Ce sont donc plus de 200 missiles balistiques et de croisière ainsi que des drones qui se sont abattus de nuit sur Israël le 14 avril. Tel Aviv a promis qu’une réponse punitive conséquente sera menée contre l’Iran. Cette dernière n’a pas tardé à son tour à surenchérir et proférer d’autres menaces. La moindre réaction d’Israël contre nos intérêts provoquerait immédiatement une réponse sévère, étendue et douloureuse, selon le gouvernement iranien. L’Occident, embrouillé déjà dans la crise ukrainienne, veut calmer la tension en faisant pression sur le gouvernement israélien. Quelques sanctions timides contre Téhéran ont été décrétées, beaucoup plus pour amadouer Netanyahou que pour punir l’Iran.

Mais au-delà de ces joutes verbales, le régime des mollahs trouve dans cette crise les ingrédients pour alimenter sa haine viscérale contre les États-Unis et Israël, qu’il qualifie de grand et de petit Satan. Dès 1979, Téhéran a cessé de reconnaître l’Etat d’Israël, au profit d’une reconnaissance de l’État de la Palestine. Les relations économiques et les échanges sont depuis suspendus avec l’État hébreu qui importait jusqu’à 40% de sa consommation énergétique de l’Iran. Pendant les premières années de la révolution islamique, la guerre entre l’Iran et l’Irak de Saddam Hussein, qui dura huit ans, a été une aubaine pour Tel-Aviv, contente de voir ses deux rivaux se neutraliser de la sorte.

L’invasion du Liban en juin 1982 par les troupes israéliennes viendra changer cette donne. La défaite des troupes syriennes, alliées de Téhéran, qui y stationnaient a été un tournant dans la vision que se faisait la diplomatie iranienne de son rôle dans la région. Israël a saisi l’occasion de l’attentat contre son ambassadeur à Londres en juin 1982 pour mener une attaque d’envergure, et totalement disproportionnée, contre l’armée syrienne de Hafiz El-Assad qui, pour sa part, soutenait l’Iran dans sa guerre contre l’Irak.

Le régime islamique à Téhéran prend dès lors conscience de l’importance de s’impliquer directement au Liban pour contrer l’influence israélienne et renforcer ses alliances dans le pays du cèdre. Ainsi, le Hezbollah chiite libanais fut créé en 1982 avec l’aide directe de Téhéran mais aussi de Damas. Bien entraîné, armé et financé, il devient par la force des choses, la seule milice disposant d’une armée indépendante et autonome, qui s’impose aussi bien au gouvernement libanais que face à Israël.

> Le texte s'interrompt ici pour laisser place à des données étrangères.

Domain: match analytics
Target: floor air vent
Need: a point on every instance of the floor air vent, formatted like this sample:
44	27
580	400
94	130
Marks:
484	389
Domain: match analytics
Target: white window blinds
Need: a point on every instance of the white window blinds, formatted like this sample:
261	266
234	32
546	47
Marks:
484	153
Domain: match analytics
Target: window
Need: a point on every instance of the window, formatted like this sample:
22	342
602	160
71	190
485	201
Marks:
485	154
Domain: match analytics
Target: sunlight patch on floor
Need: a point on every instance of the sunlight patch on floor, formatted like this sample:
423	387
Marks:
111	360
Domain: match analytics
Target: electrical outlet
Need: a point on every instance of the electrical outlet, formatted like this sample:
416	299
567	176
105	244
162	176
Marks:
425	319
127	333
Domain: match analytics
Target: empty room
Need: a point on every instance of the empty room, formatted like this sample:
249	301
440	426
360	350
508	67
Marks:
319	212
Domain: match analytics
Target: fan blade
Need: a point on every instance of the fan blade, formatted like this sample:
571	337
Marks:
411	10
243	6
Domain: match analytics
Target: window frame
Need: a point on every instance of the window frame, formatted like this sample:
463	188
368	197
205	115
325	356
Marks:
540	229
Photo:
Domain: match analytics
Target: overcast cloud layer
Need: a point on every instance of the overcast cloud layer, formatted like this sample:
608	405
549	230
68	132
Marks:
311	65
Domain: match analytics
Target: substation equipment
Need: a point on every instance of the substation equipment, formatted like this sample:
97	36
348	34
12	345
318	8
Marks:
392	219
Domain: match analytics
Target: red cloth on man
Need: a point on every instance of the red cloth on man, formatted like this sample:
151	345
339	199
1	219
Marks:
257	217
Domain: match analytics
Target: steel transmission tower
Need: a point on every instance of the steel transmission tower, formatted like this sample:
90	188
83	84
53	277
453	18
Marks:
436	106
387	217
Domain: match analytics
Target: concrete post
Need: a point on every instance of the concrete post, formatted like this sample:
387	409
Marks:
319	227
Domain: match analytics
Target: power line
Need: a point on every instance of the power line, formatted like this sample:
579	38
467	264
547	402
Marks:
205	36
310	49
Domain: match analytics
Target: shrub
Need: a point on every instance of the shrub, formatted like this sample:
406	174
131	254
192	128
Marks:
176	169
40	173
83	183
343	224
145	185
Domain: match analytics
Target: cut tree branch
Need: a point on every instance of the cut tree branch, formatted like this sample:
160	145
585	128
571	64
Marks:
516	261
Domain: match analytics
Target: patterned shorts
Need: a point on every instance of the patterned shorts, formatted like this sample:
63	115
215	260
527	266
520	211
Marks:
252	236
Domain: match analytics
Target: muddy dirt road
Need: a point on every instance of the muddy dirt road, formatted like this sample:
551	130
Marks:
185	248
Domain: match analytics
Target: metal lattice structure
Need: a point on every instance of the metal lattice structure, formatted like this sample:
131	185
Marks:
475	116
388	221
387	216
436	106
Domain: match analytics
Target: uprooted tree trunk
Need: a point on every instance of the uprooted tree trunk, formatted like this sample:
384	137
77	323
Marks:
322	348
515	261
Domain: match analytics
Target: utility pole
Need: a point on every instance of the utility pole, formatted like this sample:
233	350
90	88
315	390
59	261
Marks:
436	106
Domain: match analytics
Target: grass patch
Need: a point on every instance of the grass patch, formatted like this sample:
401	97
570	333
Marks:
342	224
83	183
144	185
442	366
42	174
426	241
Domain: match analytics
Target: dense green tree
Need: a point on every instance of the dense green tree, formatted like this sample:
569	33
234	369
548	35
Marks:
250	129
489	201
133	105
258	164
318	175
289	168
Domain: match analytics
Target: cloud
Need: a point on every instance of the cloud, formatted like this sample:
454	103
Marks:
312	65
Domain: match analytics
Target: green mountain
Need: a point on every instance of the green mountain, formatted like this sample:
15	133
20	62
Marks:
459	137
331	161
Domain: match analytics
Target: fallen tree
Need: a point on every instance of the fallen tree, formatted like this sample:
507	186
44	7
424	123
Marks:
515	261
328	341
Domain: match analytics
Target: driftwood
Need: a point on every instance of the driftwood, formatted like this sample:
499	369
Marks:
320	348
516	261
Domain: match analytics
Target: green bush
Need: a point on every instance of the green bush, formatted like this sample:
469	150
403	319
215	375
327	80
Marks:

Depuis, le Liban est le théâtre d'une confrontation entre Téhéran et Tel Aviv. Rien n’a changé, ou presque, de nos jours. Le gouvernement israélien de l’époque, dirigé par le Premier ministre Menahem Begin, et son ministre de la Défense Ariel Sharon, avait bien des choses en commun avec le binôme actuel Benjamin Netanyahou et son ministre de la Défense Yoav Galant. Si différence il y a entre ces deux époques, elle se situerait certainement dans la volonté affirmée des responsables israéliens actuels d'en finir une bonne fois pour toutes avec la menace que constitue l’Iran à leurs yeux. Mais le peuvent-ils réellement ?

Ce sentiment de danger, Netanyahou l’avait souligné quand il déclarait devant la presse qu’Israël faisait face à trois défis existentiels majeurs en dénombrant Iran, Iran et Iran. Si après l’attaque du territoire israélien, Téhéran a voulu calmer le jeu en déclarant que l’affaire était close, Tel Aviv a promis, en revanche, une réponse adaptée à l’agression iranienne. Son état-major s’est réuni à plusieurs reprises pour affiner sa riposte sans rien divulguer de sa stratégie. Les alliés occidentaux, à commencer par les Américains, ont d’ores et déjà exclu toute participation à une riposte contre l’Iran, dont les risques seraient incalculables sur la région et le monde.

L’armée israélienne n’a pas attendu la récente attaque iranienne pour se pencher sur la meilleure manière de répondre à l’Iran. Son armée comme ses services, dont le Mossad, procèdent depuis longtemps à des cyberattaques contre les installations iraniennes, et à l’élimination ciblée de chercheurs et d'ingénieurs. D’autres scénarios d’attaques ont fuité, mais tout porte à croire que l’approche par attaques aériennes reste la plus probable, car la plus efficace en termes de résultats mais aussi la plus dangereuse. Les risques de déflagrations au niveau régional et international seraient incommensurables.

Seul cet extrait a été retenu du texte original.